What happens if your metabolism slows?
If you have an underactive thyroid gland, low levels of the hormones T4 and T3 can cause your BMR to slow by as much as 40 per cent.
Low levels of thyroid hormones reduce gene activation and slows every metabolic reaction, including energy production, resulting in symptoms such as feeling the cold, profound fatigue, constipation (due to slowing of intestinal contraction), slow pulse, sleepiness, depression, dry hair and skin. As you are burning less glucose and fat to produce energy, you will also tend to gain weight.
Most people who are overweight do not have an underactive thyroid, but it is worth checking this out if you have some of the other typical symptoms.
If you have an overactive thyroid gland, excess production of T4 and T3 causes your BMR to increase by as much as 100 per cent.
By increasing gene activation and energy production, every metabolic reaction speeds up.
Because you are burning more fat and glucose to produce energy, you will tend to lose weight. You will also feel hot and sweat easily, develop a rapid pulse which may become irregular, become hyperactive with difficulty sleeping, and may develop bowel looseness.
How does exercise affect your metabolism?
Increasing your level of physical activity is one of the best ways to boost your metabolic rate. A good work out will mean you burn more glucose and fat to produce energy for around 15 hours afterwards.
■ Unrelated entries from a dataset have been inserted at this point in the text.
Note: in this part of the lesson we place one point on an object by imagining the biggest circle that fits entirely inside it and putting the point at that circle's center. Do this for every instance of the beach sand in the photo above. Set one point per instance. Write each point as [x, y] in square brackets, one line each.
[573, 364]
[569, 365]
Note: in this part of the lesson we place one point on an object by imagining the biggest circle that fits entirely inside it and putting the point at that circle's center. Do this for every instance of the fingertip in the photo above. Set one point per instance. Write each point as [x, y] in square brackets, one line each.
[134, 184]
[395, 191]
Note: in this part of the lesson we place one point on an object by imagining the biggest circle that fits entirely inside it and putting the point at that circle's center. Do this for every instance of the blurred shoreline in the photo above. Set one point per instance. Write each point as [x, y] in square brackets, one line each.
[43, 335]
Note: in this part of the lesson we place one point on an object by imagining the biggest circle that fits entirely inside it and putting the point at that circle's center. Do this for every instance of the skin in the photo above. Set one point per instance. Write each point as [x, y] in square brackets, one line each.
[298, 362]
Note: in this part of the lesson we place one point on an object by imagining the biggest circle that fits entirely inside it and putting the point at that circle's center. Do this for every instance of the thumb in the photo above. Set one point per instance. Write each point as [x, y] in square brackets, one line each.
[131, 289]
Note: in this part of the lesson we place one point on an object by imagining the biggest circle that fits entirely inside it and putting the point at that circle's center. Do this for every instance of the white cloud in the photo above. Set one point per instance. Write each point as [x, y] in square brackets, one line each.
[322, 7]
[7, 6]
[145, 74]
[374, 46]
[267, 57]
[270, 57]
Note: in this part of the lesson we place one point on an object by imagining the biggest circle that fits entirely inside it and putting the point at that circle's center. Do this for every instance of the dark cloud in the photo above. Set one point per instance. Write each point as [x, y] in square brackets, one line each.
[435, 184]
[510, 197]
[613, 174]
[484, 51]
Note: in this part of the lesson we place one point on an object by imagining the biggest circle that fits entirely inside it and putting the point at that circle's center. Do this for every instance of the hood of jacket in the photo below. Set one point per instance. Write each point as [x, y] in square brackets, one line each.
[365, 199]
Regular exercise will also increase your muscle bulk, which is one of the main determinants of your BMR. What’s more, regular exercise stimulates the production of new mitochondria within muscle cells, and causes them to grow larger, so your muscles burn more fuel to produce energy, even at rest.
The speed of most metabolic reactions in the body depends on adequate supplies of vitamins and minerals.
When you dramatically cut back on food intake during a crash diet, your body goes into starvation mode and metabolism slows to reduce the need to burn body proteins as an emergency fuel.
Reduced food intake also reduces the level of vitamins and minerals you obtain which may further slow your metabolism.
This is one reason why you find it easier to lose weight at the start of a diet and why you tend to regain weight more quickly when you stop the diet.
Good nutrition is vital for a healthy metabolism – all the vitamins, minerals essential amino acids and essential fatty acids are involved in key metabolic pathways.
Caffeine is a well-known metabolism booster. Studies suggest that consuming 5mg caffeine per kilogram body weight can increase muscle fat burning by as much as 150 per cent during endurance exercise such as cycling.
One study found that a single dose of 100 mg caffeine increased the resting metabolic rate of both lean and obese volunteers by 3 per cent to 4 per cent over two and a half hours. It also increased the amount of energy they wasted as heat (diet-induced thermogenesis). Consuming repeated caffeine doses of 100 mg every 2 hours for 12 hours increased their energy expenditure by between 8 per cent and 11 per cent during that period.
As a result, the lean individuals burned an additional 150 kcals energy, while the obese volunteers burned an additional 79 kcals.
Green coffee bean extracts also contain polyphenols known as chlorogenic acids which increase metabolic rate, stimulate fat breakdown and boost fat burning.
Green tea is another source of caffeine and polyphenols that can increase fat oxidation by around 15 per cent and energy expenditure by five per cent.